Complex development simplified
The SOLES wafer also greatly simplifies development of the interim steps. Part of our team worked on the CMOS development on standard SOI wafers, while others worked on developing the CS stack on standard GeOI wafers.
To the best of our knowledge, in the CS work we have demonstrated for the first time the direct epitaxial growth of InP HBT structures on composite InAlAs/GaAs metamorphic buffer (M-buffer) layers on GeOI substrates. The HBTs demonstrate a peak current gain cutoff frequency Ft of 170 GHz at a nominal collector current density of 2mA/μm².

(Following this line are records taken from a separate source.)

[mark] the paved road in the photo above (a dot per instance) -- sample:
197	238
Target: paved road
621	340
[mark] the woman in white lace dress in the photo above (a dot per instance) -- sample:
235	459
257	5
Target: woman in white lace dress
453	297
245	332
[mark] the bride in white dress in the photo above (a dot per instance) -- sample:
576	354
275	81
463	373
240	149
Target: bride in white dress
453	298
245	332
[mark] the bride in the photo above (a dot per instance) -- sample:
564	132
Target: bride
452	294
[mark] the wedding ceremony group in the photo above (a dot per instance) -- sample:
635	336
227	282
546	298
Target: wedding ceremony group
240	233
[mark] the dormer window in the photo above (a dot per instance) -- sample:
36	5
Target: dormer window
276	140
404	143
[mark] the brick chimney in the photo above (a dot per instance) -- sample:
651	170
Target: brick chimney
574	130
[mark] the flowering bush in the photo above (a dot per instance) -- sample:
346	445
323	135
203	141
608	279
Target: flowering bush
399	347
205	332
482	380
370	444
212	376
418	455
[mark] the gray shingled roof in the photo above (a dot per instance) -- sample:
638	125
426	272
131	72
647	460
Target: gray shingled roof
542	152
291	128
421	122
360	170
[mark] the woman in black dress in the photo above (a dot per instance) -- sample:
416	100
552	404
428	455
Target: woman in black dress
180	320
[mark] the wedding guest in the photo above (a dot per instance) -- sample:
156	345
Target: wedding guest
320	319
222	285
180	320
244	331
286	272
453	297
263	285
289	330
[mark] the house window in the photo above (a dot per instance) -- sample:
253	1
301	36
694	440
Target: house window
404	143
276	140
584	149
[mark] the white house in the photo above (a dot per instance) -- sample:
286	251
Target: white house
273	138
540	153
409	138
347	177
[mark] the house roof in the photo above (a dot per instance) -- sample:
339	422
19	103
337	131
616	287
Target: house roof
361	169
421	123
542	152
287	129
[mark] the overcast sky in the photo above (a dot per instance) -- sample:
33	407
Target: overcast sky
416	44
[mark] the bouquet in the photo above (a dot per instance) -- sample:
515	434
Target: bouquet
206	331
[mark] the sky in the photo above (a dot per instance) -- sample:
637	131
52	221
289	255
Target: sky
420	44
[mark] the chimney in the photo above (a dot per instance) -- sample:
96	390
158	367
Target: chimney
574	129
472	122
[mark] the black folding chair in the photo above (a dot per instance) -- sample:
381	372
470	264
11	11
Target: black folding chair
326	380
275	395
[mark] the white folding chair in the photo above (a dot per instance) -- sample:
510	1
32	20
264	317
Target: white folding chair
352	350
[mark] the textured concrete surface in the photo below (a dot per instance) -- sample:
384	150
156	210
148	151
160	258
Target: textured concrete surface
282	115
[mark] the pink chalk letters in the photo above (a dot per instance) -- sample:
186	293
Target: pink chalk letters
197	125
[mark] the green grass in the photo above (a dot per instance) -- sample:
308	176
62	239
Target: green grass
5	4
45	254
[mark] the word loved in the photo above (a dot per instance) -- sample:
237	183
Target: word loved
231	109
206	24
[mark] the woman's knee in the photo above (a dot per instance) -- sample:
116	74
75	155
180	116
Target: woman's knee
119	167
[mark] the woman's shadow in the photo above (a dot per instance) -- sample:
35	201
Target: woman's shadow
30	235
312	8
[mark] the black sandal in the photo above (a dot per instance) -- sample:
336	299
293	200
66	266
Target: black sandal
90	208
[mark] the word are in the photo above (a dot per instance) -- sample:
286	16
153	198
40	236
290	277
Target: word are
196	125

With these interim steps successfully achieved, we can move on to the final work on the SOLES wafer, wherein the CS and CMOS devices are created side-by-side in a very small area. This requires one additional step wherein we etch a window through the top silicon down to the embedded Ge template. The InP HBT is then created in that window.
Ultimately, the InP HBT and the CMOS device are interconnected, resulting in an elegant solution with optimal circuit performance.
Reference: “Direct Growth of Compound Semiconductors on Silicon”, Jeffrey LaRoche, Katherine J. Herrick and Thomas E. Kazior, Raytheon, Tewksbury, Massachusetts, USA; Amy W. K. Liu, IQE Inc., Bethlehem, Pennsylvania, USA; Miguel Urteaga and Berinder Brar, Teledyne Scientific Company, Thousand Oaks, California, USA; Mayank T. Bulsara and Eugene A. Fitzgerald, Department of Materials Science and Engineering, Massachusetts Institute of Technology, Cambridge, Massachusetts, USA; David Clark, Raytheon, Glenrothes, Scotland; Nicolas Daval and George K. Celler, Soitec, France.
Materials Research Society (MRS) Spring Meeting, 2008.